In addition to the organelles shared with animal cells, plant cells have features that reflect their sessile, autotrophic lifestyle: the cell wall, the large permanent vacuole, plasmodesmata, and chloroplasts (covered in detail in the previous lesson). This lesson focuses on plant-specific structures and systematically compares plant cells with animal cells.
The historical paradigm of the plant cell as a "walled cell" goes back to Robert Hooke (1665), who chose the word "cell" because the walled compartments he saw in cork reminded him of monks' cells in a monastery — Hooke was observing dead cell walls, not living cytoplasm. The discovery that cells communicate through plasmodesmata is a more recent story, dating from Eduard Tangl (1879) who first showed cytoplasmic threads connecting adjacent cell cytoplasms — overturning the textbook view that cells were sealed off from one another.
The diagram highlights the four uniquely plant features: the rigid cellulose cell wall outside each plasma membrane, the middle lamella of pectin gluing adjacent cells together, the plasmodesmata (purple connections) running through the wall and joining the two cytoplasms into a symplastic continuum, and the large permanent vacuole with its own bounding tonoplast membrane.

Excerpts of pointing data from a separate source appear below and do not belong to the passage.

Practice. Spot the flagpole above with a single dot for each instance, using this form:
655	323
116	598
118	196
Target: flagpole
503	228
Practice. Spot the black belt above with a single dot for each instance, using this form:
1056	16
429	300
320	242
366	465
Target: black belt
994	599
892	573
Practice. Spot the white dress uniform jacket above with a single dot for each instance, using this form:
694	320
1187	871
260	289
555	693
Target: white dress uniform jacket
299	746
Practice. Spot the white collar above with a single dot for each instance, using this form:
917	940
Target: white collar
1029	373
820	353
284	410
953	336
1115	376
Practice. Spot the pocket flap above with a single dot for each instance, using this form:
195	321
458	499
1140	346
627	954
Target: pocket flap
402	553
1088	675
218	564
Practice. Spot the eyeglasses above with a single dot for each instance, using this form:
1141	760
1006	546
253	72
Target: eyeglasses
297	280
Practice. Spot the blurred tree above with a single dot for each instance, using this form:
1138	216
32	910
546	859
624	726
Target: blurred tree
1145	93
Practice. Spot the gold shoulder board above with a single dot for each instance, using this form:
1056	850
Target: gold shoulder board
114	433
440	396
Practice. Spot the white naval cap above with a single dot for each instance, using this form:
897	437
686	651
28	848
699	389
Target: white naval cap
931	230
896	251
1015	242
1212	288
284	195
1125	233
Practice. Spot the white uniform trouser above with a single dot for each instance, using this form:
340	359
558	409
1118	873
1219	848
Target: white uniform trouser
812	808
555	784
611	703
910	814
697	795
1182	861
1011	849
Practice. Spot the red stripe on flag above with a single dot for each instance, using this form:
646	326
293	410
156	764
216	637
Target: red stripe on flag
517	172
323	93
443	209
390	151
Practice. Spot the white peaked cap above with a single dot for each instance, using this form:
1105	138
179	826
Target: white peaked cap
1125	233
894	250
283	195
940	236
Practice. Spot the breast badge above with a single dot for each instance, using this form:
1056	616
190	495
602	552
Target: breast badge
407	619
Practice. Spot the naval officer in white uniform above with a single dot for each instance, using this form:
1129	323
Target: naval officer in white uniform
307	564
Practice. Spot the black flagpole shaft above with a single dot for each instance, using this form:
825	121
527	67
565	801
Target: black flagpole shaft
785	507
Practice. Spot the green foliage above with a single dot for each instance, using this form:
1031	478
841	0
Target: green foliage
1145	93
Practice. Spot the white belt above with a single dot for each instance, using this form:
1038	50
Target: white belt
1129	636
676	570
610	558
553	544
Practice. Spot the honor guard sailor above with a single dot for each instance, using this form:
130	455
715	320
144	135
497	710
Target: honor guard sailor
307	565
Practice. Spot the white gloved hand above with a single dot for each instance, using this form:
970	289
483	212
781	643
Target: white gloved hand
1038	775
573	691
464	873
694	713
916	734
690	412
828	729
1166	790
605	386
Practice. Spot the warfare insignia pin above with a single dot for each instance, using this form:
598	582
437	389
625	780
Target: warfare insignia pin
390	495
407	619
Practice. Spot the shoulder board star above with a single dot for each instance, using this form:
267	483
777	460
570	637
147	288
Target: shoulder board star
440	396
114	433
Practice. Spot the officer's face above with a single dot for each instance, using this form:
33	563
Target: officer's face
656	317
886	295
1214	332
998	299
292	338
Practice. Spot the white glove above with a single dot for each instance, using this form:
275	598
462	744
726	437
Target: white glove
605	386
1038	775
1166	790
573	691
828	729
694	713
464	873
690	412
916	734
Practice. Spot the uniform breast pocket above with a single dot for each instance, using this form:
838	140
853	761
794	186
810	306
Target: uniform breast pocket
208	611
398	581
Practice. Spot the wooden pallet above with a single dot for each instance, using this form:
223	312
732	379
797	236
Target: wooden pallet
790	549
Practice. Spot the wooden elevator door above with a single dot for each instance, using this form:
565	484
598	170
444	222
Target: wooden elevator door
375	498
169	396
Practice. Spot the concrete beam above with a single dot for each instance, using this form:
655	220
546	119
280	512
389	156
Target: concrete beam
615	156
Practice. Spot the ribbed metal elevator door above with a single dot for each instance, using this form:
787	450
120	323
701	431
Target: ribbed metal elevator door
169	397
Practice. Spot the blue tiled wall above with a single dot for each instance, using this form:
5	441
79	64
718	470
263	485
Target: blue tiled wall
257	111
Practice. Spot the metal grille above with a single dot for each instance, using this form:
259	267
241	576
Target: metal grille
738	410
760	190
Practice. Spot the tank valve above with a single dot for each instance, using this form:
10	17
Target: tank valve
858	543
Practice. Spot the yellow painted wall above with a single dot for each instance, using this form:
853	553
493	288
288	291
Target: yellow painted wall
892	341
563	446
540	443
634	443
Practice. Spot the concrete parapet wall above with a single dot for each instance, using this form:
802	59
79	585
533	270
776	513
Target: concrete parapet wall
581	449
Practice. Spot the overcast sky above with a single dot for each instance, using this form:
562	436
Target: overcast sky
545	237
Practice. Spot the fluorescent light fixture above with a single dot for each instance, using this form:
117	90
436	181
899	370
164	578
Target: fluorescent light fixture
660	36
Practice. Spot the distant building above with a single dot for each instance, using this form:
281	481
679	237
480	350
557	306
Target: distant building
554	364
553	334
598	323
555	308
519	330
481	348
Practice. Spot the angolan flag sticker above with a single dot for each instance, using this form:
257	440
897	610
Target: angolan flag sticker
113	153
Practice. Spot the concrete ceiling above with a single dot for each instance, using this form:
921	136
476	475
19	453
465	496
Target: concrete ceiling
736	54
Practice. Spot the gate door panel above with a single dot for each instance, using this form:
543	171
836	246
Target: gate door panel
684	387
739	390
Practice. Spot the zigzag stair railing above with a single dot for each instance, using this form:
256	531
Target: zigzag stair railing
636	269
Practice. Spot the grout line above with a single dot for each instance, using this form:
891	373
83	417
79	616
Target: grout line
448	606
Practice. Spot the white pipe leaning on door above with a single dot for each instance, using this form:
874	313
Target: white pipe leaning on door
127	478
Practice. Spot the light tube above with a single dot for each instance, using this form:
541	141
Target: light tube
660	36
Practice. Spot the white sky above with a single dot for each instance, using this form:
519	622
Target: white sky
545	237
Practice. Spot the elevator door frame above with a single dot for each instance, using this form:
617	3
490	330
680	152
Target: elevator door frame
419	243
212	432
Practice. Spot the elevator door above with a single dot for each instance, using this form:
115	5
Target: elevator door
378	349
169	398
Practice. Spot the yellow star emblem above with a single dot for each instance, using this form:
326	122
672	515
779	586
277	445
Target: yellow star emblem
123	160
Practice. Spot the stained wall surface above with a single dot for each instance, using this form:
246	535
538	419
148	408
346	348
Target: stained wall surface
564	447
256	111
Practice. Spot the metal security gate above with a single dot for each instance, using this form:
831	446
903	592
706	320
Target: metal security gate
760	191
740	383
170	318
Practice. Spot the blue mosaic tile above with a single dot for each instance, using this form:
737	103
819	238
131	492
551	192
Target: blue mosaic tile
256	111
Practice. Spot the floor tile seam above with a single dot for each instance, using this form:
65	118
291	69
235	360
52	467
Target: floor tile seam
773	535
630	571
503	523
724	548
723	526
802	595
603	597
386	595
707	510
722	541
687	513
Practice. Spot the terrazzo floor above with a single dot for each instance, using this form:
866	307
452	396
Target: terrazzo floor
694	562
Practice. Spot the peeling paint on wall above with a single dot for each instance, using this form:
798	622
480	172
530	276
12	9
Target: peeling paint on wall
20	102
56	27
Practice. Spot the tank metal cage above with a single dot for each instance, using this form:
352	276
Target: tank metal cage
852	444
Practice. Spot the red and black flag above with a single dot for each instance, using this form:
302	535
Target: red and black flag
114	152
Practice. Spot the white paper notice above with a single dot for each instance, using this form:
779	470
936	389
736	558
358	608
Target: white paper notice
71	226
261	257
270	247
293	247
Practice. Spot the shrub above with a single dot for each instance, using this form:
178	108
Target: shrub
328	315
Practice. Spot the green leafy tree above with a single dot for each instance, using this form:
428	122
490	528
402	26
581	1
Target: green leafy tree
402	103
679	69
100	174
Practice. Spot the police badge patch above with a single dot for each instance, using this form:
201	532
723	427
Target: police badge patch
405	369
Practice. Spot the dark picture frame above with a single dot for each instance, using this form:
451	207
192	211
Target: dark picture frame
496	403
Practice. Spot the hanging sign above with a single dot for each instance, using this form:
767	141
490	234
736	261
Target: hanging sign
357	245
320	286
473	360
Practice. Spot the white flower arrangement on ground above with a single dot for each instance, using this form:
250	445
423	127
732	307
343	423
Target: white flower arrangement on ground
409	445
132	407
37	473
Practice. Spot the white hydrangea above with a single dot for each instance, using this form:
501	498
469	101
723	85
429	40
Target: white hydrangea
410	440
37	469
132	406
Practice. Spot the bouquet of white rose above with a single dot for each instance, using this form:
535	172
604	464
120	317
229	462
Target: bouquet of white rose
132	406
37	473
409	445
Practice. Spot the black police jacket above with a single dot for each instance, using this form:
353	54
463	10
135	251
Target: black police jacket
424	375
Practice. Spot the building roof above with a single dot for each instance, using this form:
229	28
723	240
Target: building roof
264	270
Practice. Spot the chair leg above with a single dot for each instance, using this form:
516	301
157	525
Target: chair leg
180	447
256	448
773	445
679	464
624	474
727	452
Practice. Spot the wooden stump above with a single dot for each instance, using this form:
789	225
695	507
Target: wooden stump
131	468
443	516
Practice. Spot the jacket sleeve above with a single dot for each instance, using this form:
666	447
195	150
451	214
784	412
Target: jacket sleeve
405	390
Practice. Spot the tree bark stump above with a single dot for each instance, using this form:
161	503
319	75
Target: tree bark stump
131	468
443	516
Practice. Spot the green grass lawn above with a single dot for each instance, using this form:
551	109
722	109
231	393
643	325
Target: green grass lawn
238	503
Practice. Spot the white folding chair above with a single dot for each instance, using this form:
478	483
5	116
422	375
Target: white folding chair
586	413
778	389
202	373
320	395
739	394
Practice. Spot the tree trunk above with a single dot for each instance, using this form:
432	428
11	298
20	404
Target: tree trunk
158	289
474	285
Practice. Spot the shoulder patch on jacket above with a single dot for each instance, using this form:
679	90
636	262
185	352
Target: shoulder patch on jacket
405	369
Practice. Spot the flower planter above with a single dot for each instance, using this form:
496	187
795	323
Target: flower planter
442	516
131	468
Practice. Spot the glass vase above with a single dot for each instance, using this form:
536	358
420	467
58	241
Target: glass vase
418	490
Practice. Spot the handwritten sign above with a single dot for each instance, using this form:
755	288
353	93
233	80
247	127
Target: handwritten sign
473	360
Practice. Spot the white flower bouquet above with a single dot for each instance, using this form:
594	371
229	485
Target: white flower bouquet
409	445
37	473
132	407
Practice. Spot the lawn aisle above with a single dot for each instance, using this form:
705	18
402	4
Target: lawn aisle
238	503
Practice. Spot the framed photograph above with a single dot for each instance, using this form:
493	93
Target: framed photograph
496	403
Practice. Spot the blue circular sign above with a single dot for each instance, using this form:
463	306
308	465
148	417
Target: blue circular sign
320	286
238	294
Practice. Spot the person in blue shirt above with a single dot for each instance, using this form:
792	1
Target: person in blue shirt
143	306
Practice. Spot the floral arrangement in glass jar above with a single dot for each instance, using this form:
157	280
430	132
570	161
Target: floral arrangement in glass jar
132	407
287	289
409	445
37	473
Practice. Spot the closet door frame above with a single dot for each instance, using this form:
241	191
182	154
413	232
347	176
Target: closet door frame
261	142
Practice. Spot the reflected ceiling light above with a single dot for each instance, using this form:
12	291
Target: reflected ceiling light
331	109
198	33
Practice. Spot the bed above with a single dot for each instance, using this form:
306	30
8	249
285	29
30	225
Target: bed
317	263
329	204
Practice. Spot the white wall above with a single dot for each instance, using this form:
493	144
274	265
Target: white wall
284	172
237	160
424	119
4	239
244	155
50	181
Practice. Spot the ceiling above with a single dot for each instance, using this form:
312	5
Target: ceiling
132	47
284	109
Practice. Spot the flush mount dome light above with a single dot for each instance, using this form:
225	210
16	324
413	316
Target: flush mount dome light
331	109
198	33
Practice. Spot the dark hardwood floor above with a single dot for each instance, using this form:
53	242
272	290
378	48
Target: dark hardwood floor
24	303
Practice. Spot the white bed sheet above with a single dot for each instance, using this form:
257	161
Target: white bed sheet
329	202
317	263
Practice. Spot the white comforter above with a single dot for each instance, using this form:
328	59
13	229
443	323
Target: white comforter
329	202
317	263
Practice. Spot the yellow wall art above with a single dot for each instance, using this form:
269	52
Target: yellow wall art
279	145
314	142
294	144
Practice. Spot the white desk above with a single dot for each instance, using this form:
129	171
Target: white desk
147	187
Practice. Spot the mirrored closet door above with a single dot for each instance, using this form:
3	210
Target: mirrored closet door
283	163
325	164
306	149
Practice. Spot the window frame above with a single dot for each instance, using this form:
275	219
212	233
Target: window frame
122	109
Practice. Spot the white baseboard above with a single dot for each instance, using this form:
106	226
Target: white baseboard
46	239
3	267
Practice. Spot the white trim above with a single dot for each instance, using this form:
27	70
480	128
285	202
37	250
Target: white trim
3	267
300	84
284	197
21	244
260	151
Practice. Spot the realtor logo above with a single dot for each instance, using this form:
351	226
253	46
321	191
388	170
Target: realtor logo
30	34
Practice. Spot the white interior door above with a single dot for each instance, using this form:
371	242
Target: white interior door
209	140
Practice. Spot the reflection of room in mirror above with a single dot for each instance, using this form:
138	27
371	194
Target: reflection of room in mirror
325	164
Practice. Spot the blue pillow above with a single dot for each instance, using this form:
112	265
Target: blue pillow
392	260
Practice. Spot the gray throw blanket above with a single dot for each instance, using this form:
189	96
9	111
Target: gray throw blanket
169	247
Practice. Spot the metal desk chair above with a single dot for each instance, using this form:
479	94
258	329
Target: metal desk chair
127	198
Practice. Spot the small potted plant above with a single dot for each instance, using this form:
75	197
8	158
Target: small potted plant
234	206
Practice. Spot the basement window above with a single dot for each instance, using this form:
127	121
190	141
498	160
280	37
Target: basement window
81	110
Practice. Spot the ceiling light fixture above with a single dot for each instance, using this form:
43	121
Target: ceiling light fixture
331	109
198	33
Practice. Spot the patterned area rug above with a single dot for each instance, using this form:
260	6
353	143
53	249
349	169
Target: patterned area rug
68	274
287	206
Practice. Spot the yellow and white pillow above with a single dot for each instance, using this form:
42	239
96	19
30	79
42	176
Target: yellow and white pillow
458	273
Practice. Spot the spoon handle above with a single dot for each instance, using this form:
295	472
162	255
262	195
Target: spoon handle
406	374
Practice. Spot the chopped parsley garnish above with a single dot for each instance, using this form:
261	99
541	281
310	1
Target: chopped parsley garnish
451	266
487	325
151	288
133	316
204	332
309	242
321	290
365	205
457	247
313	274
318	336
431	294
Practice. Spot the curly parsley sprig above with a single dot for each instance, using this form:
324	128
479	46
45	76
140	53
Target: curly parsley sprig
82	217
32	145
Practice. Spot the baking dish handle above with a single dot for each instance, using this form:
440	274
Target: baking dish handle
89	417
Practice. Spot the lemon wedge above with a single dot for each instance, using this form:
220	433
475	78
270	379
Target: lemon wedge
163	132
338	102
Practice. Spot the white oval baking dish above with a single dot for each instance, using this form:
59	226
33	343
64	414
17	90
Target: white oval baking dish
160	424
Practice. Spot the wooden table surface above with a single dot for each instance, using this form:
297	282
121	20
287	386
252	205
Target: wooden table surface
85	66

The plant cell wall is a rigid layer found outside the plasma membrane. It is secreted by the cell itself, principally by the Golgi apparatus. The primary wall of a growing plant cell is largely composed of cellulose, a polymer of β-glucose, along with hemicelluloses, pectins, and some structural proteins. In tissues that have finished expanding, a secondary cell wall may be laid down inside the primary wall, often containing lignin, which provides additional rigidity and waterproofing.
The middle lamella is a thin layer of calcium and magnesium pectates that cements adjacent plant cells together. It is the first layer deposited between daughter cells after cytokinesis and lies between the primary walls of neighbouring cells.
While animal cells have small, temporary vacuoles, plant cells have a single, large permanent vacuole that can occupy up to 90% of the cell volume in mature cells. The vacuole is bounded by a specialised single membrane called the tonoplast.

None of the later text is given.